Они учтиво поторговались. В машине граф, не переставая, водил пальцами по струнам. Звук восхитительно отвечал на жест. Граф поднялся по лестнице, осторожно неся в руках предмет, и вошел в гостиную жены. Госпожа де Н… читала.

— Вот мое приобретение, — торжествующе возвестил он. — Я заплатил за нее кругленькую сумму. Но зато моей репутации теперь уже ничто не угрожает на стамбульских базарах.

— Боже мой, что вы собираетесь делать с лютней?

— Любоваться ею, — сказал граф. — Хранить ее у себя в кабинете и ласкать ее формы. Это одновременно и музыкальный инструмент, и предмет искусства, и нечто живое. Она сравнима по красоте со статуей, но обладает еще и голосом. Послушайте…

Он коснулся струн. Раздался сладостный звук и тихо растаял в воздухе.

— Очень по-восточному, — сказала госпожа де Н…

— Это был любимый инструмент султанов.

Он положил лютню на рабочий стол. Отныне он стал проводить немало времени в кабинете, сидя в кресле и с каким-то завороженным страхом разглядывая инструмент. Он боролся с ощущением растущей пустоты у себя в руках, со смутной и одновременно деспотической жадностью, с потребностью прикасаться, разбрызгивать, мять, и мало-помалу все его естество начинало требовать — чего именно, он не знал, — и требовать властно, почти капризно; кончалось тем, что он вставал и шел прикоснуться к лютне. Он терял всякое представление о времени и, стоя возле стола, как попало ударял по струнам своими неуклюжими пальцами.
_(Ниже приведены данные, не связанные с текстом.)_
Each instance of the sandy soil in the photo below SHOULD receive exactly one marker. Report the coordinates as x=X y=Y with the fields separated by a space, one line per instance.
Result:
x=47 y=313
— Сегодня папа опять не меньше двух часов провел за игрой на лютне, объявила Кристель матери.

— Ты называешь это игрой? — сказала младшая сестра. — Он всегда ударяет по одной и той же струне, извлекая один и тот же звук… С ума можно сойти!

— И я того же мнения, — заявил Ник. — Его слышно во всем доме, уже никуда не спрятаться. К тому же я нахожу этот звук абсолютно мерзким… Будто мяукает мартовская кошка.

— Никола!

Госпожа де Н… в гневе положила вилку.

— Прошу тебя, следи за своей речью. Ты абсолютно невыносим.